Tuesday 12pm, 20 October 2015
Personalizing online education using the MOOClet Framework: Designing technology to enable collaborative experimentation by instructors and researchers in statistical machine learning, psychology, and education
Joseph Jay Williams
Research Fellow - Harvard VPAL Research
The formalism of a MOOClet provides a Framework for how instructors and researchers in psychology, education, and statistical machine learning can conceptualize, design and use technology for digital education. MOOClets align instructional improvements in digital educational resources (like lessons, exercises, questions) with the advancement of scientific research on learning technologies. The Framework defines MOOClets as modular components of online courses that can be modified to create different versions, which in turn can be iteratively and adaptively improved and personalized to users through experimental comparisons that identify what is better, and for whom.

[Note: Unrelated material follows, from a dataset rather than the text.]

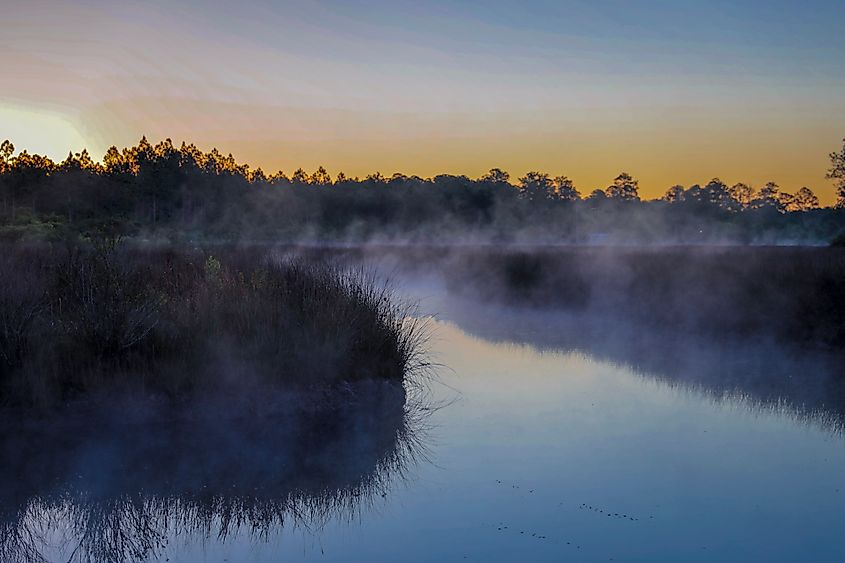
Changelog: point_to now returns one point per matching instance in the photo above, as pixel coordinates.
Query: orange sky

We present examples of interdisciplinary experiments that improve learning from personalized worked examples and engagement in response to personalized emails in MOOCs. These studies also show how MOOClets can be automatically improved and personalized via an API using a broad class of machine learning and AI algorithms for reinforcement learning agents (such as multi-armed bandits and Markov Decision Processes). A recording of this talk will be streamed live and be available afterwards at the url tiny.cc/williamstalk.
Joseph Jay Williams investigates intelligent adaptive technologies for personalized learning. His research bridges human-computer interaction and computational cognitive science: drawing on statistical machine learning, psychology, and education. He designs and uses real world online lessons to enable randomized experiments to discover how to personalize learning, and embeds machine learning/AI algorithms for real-time causal discovery and personalization.
He is a Research Fellow at Harvard VPAL Research, the office for online learning research and development. He is also a member of the Intelligent Interactive Systems Group in Harvard Computer Science, and leading the advisory board for an NSF Cyberinfrastructure grant to Neil Heffernan at WPI to enable psychology, education, and machine learning researchers to embed experiments in the ASSISTments online mathematics platform. He completed a postdoc at Stanford University in the Graduate School of Education working with the Office of the Vice Provost for Online Learning and Candace Thille's Open Learning Initiative. He received his PhD in 2013 doing Computational Cognitive Science in UC Berkeley's Psychology Department. As part of the Concepts and Cognition Lab he investigated why prompting people to explain "why?" helps reasoning, and in the Computational Cognitive Science Lab developed models of reasoning, decision-making and learning using Bayesian statistics and machine learning. He is originally from Trinidad and Tobago. More information about his research and papers is at www.josephjaywilliams.com/research-overview.